Son günlerde üzerinde çok durulan bir konu oldu kadına şiddet. Hemen hemen gazetelerde, görsel medyada ve çeşitli toplum kuruluşlarında, çok işlenen ve protesto edilen, önemli bir sosyal yara oldu, inanca sığmaz, vicdan kabul etmez, bu çağdışı davranışlar.
Ben psikolog değilim, fakat bu şiddet eylemlerini yapan kişilerin mutlaka ruhsal bir problemleri olduğunu, bu sebeple de sağlıklı düşünemeyen davranışlar sergilediklerini anlayabiliyorum. Ruh sağlığı yerinde olan bir kişi, hiçbir canlıya, bu insan olsun, hayvan olsun, bitki olsun zarar veremez. İnsanın, kendisine yapılan bir kötülük, nasıl canını acıtırsa, karşısındakinin de o kadar canını acıtır, düşüncesiyle, bu davranışından vazgeçer. Sağduyusu, inancı onun olumsuz davranışlarına engel olur ve yüreğindeki sevgi, vicdanındaki acıma duygusu, şiddet uygulama duygusuna galip gelir.
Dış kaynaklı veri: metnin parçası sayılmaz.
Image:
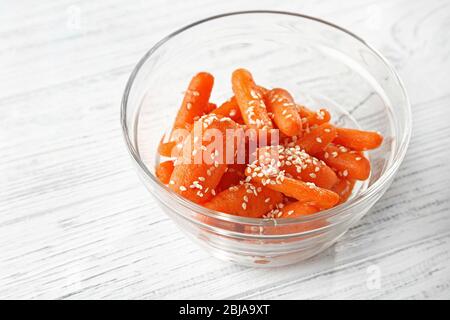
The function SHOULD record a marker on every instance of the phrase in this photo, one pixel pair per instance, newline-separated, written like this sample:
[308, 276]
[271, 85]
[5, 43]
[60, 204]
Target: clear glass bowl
[322, 65]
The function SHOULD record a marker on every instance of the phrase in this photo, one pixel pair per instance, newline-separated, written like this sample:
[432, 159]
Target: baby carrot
[250, 100]
[210, 107]
[302, 191]
[193, 177]
[229, 109]
[344, 189]
[164, 171]
[247, 200]
[285, 115]
[314, 118]
[358, 140]
[318, 138]
[234, 174]
[349, 164]
[296, 164]
[195, 99]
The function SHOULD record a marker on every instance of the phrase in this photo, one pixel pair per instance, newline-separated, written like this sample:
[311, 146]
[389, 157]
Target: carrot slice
[296, 164]
[164, 171]
[302, 191]
[318, 138]
[358, 139]
[344, 189]
[232, 177]
[285, 115]
[250, 100]
[296, 209]
[314, 118]
[247, 200]
[195, 99]
[229, 109]
[210, 107]
[197, 170]
[349, 164]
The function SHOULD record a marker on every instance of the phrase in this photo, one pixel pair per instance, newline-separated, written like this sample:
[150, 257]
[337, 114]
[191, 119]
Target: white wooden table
[75, 221]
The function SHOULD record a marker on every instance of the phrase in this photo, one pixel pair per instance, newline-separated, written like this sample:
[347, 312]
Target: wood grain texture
[75, 222]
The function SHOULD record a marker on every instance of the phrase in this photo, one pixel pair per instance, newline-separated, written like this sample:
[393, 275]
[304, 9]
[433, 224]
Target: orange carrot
[317, 139]
[358, 140]
[285, 115]
[349, 164]
[210, 107]
[195, 99]
[197, 170]
[229, 109]
[247, 200]
[250, 100]
[164, 171]
[302, 191]
[344, 189]
[296, 164]
[232, 177]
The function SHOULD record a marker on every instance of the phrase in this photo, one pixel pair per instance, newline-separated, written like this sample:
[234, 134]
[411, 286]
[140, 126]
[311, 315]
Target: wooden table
[75, 221]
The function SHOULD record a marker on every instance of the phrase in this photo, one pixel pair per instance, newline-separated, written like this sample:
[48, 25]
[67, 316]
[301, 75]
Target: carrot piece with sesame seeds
[302, 191]
[245, 200]
[296, 209]
[297, 164]
[344, 189]
[250, 100]
[195, 100]
[318, 138]
[358, 140]
[230, 109]
[197, 170]
[285, 115]
[314, 118]
[348, 164]
[232, 177]
[210, 107]
[164, 170]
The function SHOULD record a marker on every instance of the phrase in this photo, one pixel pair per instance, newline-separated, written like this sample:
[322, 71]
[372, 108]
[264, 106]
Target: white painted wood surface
[75, 221]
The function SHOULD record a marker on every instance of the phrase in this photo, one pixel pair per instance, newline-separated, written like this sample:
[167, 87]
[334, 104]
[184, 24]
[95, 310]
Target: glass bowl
[321, 65]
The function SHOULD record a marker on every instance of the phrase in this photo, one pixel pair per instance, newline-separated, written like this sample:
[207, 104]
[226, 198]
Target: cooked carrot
[344, 189]
[317, 139]
[314, 118]
[250, 100]
[196, 173]
[285, 115]
[247, 200]
[232, 177]
[296, 164]
[349, 164]
[195, 99]
[296, 209]
[164, 171]
[165, 148]
[210, 107]
[302, 191]
[358, 140]
[229, 109]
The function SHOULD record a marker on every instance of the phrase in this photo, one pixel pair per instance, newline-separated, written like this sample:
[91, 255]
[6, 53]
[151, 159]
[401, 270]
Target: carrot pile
[312, 166]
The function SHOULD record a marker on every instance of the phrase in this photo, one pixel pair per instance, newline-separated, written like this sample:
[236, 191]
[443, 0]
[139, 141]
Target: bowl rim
[324, 214]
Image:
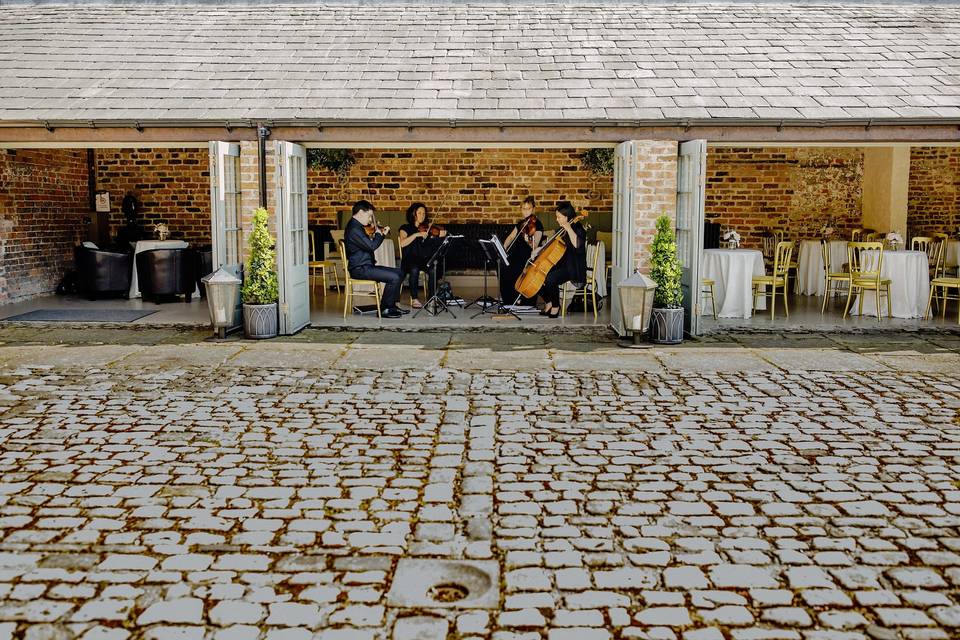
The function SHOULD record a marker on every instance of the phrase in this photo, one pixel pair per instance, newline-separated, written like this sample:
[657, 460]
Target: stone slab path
[153, 485]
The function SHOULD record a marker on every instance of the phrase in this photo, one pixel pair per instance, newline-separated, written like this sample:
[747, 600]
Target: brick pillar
[655, 194]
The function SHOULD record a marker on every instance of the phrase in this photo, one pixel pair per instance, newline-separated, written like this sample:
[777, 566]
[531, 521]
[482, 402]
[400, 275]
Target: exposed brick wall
[797, 190]
[459, 185]
[933, 201]
[173, 186]
[656, 194]
[44, 208]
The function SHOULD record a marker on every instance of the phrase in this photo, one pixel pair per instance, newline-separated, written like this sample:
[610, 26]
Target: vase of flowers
[732, 239]
[894, 240]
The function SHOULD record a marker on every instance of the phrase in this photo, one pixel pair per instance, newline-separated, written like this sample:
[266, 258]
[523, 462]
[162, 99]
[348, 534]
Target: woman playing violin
[417, 244]
[523, 239]
[572, 267]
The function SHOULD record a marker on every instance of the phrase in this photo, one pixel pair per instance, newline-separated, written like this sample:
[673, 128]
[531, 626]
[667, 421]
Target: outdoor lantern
[223, 291]
[636, 304]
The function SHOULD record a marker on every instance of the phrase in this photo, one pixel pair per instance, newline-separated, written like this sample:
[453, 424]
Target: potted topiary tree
[260, 290]
[666, 321]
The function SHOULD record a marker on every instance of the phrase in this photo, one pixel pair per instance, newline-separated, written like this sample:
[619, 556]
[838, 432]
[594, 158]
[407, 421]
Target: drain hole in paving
[449, 592]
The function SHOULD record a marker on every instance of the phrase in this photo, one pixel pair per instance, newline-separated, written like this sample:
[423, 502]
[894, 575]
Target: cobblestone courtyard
[764, 487]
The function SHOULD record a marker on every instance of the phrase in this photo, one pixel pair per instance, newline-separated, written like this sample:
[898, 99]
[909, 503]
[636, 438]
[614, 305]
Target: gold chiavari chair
[781, 264]
[866, 261]
[839, 279]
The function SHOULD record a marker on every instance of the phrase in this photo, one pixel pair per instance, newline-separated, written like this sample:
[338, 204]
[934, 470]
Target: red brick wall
[459, 185]
[796, 190]
[933, 201]
[173, 186]
[44, 208]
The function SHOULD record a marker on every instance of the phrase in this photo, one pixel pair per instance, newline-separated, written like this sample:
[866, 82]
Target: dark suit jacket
[360, 246]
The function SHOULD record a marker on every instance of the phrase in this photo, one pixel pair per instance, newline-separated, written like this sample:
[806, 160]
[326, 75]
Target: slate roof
[601, 61]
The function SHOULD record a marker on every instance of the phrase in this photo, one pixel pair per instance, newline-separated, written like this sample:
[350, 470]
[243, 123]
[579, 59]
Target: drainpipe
[262, 134]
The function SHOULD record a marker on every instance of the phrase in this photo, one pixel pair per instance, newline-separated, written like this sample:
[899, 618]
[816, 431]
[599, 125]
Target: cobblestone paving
[268, 491]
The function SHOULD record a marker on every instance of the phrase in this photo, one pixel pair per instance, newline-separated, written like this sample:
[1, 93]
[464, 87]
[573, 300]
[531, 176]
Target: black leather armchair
[102, 273]
[167, 272]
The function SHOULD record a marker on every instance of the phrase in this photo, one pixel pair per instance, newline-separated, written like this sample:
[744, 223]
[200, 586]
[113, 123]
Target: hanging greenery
[598, 161]
[665, 267]
[260, 285]
[339, 161]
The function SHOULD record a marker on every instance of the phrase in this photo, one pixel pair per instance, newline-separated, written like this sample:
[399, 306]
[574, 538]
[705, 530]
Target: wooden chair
[589, 287]
[352, 282]
[830, 276]
[321, 266]
[865, 268]
[921, 243]
[781, 265]
[706, 289]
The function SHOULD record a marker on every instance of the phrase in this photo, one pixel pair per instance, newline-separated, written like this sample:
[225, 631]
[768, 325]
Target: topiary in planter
[666, 322]
[261, 289]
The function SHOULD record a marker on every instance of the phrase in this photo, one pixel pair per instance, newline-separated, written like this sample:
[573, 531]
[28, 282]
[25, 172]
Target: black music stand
[434, 305]
[493, 251]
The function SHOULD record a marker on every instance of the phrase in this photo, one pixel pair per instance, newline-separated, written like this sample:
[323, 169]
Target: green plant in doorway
[339, 161]
[260, 284]
[665, 268]
[598, 161]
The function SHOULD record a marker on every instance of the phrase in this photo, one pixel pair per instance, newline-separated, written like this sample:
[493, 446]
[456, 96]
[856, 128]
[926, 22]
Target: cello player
[572, 267]
[519, 250]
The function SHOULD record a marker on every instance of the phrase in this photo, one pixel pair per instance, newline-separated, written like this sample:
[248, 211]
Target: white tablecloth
[147, 245]
[951, 256]
[909, 285]
[732, 270]
[810, 265]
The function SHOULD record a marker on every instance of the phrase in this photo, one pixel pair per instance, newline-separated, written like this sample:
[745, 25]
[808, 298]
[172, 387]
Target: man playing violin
[572, 267]
[361, 263]
[417, 246]
[523, 239]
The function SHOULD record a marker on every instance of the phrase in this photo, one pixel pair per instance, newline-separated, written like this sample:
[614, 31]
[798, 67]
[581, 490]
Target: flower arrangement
[732, 238]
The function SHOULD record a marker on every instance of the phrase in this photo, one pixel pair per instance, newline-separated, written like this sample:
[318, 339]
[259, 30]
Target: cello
[535, 272]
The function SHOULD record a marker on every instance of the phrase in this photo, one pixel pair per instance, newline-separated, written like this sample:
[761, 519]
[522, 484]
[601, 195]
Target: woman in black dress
[521, 244]
[572, 267]
[417, 245]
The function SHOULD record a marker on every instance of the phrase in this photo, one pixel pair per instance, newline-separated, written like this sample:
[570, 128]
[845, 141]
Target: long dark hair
[412, 213]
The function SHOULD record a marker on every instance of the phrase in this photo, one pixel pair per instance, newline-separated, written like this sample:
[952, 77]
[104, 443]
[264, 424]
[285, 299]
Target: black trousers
[389, 276]
[550, 292]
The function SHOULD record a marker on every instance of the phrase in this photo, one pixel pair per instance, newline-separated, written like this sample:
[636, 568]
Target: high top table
[909, 284]
[732, 270]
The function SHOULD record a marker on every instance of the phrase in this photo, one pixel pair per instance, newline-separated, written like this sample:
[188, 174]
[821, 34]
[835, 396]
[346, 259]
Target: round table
[732, 271]
[810, 265]
[909, 284]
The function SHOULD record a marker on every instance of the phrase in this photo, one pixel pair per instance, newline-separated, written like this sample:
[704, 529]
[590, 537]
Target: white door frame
[292, 257]
[226, 228]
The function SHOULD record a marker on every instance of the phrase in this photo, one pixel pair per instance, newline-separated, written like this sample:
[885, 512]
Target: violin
[432, 229]
[535, 272]
[373, 229]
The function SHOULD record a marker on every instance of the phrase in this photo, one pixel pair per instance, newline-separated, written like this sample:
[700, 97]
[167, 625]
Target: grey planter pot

İnsanlar çok farklı karakterlerde yaratılmış. Aynı anne babanın çocukları bile farklı davranışlar sergileyebiliyorlar. Çocuk yetiştirmek çok büyük bir sorumluluktur. Dünyaya gelen çocuklarının karakterlerini en iyi bilen kişiler anne ve babalardır. Onlardaki yanlış alışkanlıkları küçük yaşta çeşitli yöntemlerle düzeltemezlerse veya büyütürken kendi yanlış davranışlarının onlar üzerinde bıraktığı izleri fark edemezlerse ileride bu ihmalin, ruhsal bozukluklarla çocuğun, davranışlarına yansıyacağını bilmelidirler. Hatalı eğitim her zaman hatalı davranışlar doğurur. '
Çocukluğunda mutlu olamayanlar, yoksul büyüyenler, aile içi şiddet gören veya bizzat yaşayanlar
Şuur altında yerleşen olumsuz duyguları ilerde uygun zemin bulunca, kendi yaşam ortamında uygularlar. Şiddet sadece dayak ve öldürme olayı olarak düşünülmemeli. Nice aileler var ki karısı veya kocası veya aile bireylerinden daha güçlü olan birisi tarafından, daha pasif duygusal yönden hassas ve daha zayıf olan üzerinde baskı kurarak yasaklar.
Yasaklar uygulayarak, özgürlük haklarını kısıtlayarak şiddet uyguluyor. Fiziksel şiddet kadar, manevi, psikolojik şiddet de, insanı yaşamdan bezdirir, yaşama arzusunu kaybettirir. Kişi eğer birlikteliği bitiremiyorsa yaşam onun için bir işkencedir. Yok, eğer bitirmek istenince de, günümüzde gündem konusu olan cinayetler işleniyor. Kin ve öfke kişinin zihninde öyle zirveye çıkıyor ki, ne günah, ne cinayet sonrasında yıllarını geçireceği hapishane ortamı, ne de bulunduğu toplumdan dışlanmak, o an aklına gelmiyor. Bunlar hasta, kıskanç, sağduyu sahibi olmayan, ezik fakat bu ezildiğin etkisiyle, karşısındaki kişi üzerinde hâkimiyet kurmak isteyen, bu duyguyla kendini kanıtlamaya çalışan, maalesef zavallı insanlardır. Bu insanların işledikten cinayetlerin, medyada gündeme gelmesi, ruh sağlığı bozuk olanlarınca örnek alınmasına sebep oluyor. Cinayetlerin artması, bence. Bunalımda olan bu tip insanların, uygulamalardan etkilenmesinden kaynaklanıyor.
Çünkü insanlar olumlu da olsa, olumsuz da olsa örneklerin etkisinde kalırlar.